清晨江面上白茫茫一片。

    宁苏站起来伸了个大大的懒腰。她在江边坐着等了一夜,腰酸背痛,双腿发麻,可一无所获。尽钓上来些小鱼小虾。

    “这个办法真的能钓上来螃蟹?”

    她问的是旁边两个被她捆来的衙差。那两个衙役是负责看守这附近山头的。她趁夜深露重时把熟睡的二人绑了。宁苏原本想直接把他们带回柳府关起来,结果那二人拿了醉蟹讨好她,她便向他们问了钓螃蟹的方法。

    结果钓了一晚上也没有钓上来一只。

    虽说人是绑来的,但那二人衣着整齐,有火烤鱼吃,有棚子遮风挡雾。冷不着,饿不着,又是在罕有人际的山里头,两人刚开始还喊一两嗓子,后来见宁苏也没拿他们怎么样竟然心大睡过去。宁苏见那二人睡得太死,扬起手中的细竹竿打在水面上,那声响犹如一声惊雷。两名衙役吓得惊醒过来,慌乱中把头顶替他们遮露水的蒲草棚子拽了下来。

    两名衙役还没搞清楚状况,见到江面上浮着几条死鱼感叹道:“女侠好功夫啊!江底的鱼都被你打上来了。”

    日光透过江雾透进来,江岸枫叶如火,偶有几只白鹭低掠过江面。清泉,鸟鸣,此处如仙境一般。

    不过此时宁苏心里焦急,无心欣赏风景。她需要几只上好的活螃蟹好去早集上与杨浩然碰面。

    时间已经过去了十多日,她们要备的这份“大礼”进度却十分缓慢。

    东沧城属于离家,而东沧城的城防归怀竹峰管,城中其他事物尽数由城主古惠段掌管。城中设有商会,会中又以柳家,陈家和王家为大。以前城中各行的定价是由商会讨论决定的,当然三大家决定权的份额会大些。但是古惠段上任以后逐渐分裂三大家,并且今年提高了各商户的税额使得城中物价飞涨。

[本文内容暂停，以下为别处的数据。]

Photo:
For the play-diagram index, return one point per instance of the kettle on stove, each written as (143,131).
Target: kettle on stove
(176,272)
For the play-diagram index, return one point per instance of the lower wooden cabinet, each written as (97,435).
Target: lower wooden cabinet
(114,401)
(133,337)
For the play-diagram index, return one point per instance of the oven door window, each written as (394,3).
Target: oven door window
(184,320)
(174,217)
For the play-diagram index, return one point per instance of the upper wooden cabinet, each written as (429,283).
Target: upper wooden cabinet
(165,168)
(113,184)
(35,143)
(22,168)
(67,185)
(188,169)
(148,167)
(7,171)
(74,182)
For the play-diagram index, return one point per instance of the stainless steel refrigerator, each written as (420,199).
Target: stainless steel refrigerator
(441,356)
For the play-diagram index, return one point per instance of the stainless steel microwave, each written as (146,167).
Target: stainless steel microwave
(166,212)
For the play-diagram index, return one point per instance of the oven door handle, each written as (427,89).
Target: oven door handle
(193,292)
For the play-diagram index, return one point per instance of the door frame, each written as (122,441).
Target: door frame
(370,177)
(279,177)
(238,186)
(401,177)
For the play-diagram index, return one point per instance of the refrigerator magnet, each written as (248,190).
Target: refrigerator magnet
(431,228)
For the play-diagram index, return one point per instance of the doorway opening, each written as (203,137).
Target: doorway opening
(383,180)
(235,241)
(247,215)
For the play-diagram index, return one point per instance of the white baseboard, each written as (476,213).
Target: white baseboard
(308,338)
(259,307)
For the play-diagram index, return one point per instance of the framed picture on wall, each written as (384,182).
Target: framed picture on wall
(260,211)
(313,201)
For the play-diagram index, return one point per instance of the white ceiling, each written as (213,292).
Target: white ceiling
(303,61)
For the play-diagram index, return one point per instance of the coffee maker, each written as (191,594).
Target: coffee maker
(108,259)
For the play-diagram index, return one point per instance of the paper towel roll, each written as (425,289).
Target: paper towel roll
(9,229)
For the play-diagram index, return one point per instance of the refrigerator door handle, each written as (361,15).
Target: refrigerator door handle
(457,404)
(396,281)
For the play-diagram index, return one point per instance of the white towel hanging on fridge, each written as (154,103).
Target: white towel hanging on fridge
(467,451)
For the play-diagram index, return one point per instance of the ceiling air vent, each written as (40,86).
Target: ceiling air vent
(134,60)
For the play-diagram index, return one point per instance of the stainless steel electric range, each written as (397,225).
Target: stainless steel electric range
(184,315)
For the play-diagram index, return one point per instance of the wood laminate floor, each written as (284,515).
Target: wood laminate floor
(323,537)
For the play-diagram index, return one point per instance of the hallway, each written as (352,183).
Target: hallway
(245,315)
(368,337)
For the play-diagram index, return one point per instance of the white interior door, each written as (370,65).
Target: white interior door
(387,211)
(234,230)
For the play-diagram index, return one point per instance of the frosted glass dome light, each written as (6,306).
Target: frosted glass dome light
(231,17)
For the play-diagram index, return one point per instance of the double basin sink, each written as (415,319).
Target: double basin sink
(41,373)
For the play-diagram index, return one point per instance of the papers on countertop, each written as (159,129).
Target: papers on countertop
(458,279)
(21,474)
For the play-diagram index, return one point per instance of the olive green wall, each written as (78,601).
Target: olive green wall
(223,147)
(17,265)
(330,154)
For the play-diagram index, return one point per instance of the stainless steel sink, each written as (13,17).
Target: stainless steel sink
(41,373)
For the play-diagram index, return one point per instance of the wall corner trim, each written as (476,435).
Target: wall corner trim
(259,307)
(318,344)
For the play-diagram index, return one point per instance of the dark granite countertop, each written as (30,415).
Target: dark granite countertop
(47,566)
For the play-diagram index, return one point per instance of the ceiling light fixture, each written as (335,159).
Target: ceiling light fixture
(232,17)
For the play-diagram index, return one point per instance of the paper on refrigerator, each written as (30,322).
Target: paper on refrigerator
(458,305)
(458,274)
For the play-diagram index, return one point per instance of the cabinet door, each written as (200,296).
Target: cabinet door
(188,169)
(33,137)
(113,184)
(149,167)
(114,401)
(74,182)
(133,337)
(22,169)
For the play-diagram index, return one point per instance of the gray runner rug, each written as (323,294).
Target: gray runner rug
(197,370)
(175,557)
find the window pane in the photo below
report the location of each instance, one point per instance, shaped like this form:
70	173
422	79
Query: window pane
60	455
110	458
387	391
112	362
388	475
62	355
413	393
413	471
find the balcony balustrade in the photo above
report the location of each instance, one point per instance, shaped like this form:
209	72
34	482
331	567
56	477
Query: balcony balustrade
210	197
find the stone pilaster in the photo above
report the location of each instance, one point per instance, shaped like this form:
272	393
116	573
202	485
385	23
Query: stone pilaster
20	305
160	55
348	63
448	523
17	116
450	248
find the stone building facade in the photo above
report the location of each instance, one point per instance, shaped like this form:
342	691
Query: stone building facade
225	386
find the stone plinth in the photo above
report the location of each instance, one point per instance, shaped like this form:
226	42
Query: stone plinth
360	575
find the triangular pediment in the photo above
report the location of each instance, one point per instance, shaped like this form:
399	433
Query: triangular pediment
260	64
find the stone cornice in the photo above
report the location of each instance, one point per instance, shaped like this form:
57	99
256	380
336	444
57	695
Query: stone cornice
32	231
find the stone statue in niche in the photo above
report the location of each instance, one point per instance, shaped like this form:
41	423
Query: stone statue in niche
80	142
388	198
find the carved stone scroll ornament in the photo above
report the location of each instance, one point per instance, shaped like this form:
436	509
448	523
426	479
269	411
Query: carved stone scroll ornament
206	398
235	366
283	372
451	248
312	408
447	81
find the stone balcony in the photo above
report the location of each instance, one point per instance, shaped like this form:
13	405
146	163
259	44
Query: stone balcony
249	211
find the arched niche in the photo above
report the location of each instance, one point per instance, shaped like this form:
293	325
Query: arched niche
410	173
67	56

    古惠段的敛财行径使得城中百姓和商户怨言满天飞。而宁苏她们要备的“大礼”就是古惠段敛财、欺压百姓的证据。寻常百姓处于弱势,即便心有怨气也少有人敢在万民书上签名。于是,对宁苏她们而言,最为重要的是找到古惠段敛财的账本和鼓动众商户联名写状书。

    但古惠段此人既贪财又怕死,鲜少出门,且每次出门身边总是一堆侍卫跟随。他还雇佣江湖上的高手守在古府周围,就怕有人上门寻仇。每个进出古府的人也都会被仔仔细细查问,府中的人出门采买也会有人在暗中监视。

    杨浩然能混进古府实属侥幸。那日是古惠段的女儿亲自出来挑选奴仆,瞧见杨浩然长得俊俏又识文认字,一眼相中了他便挑了他入府。让杨浩然一人入府实在是冒险,宁苏本不愿意,但杨浩然向她使了个眼色阻止了她。只是杨浩然入府后很难联系上。前天宁苏托了柳府的关系才打听到杨浩然今天会出门采买。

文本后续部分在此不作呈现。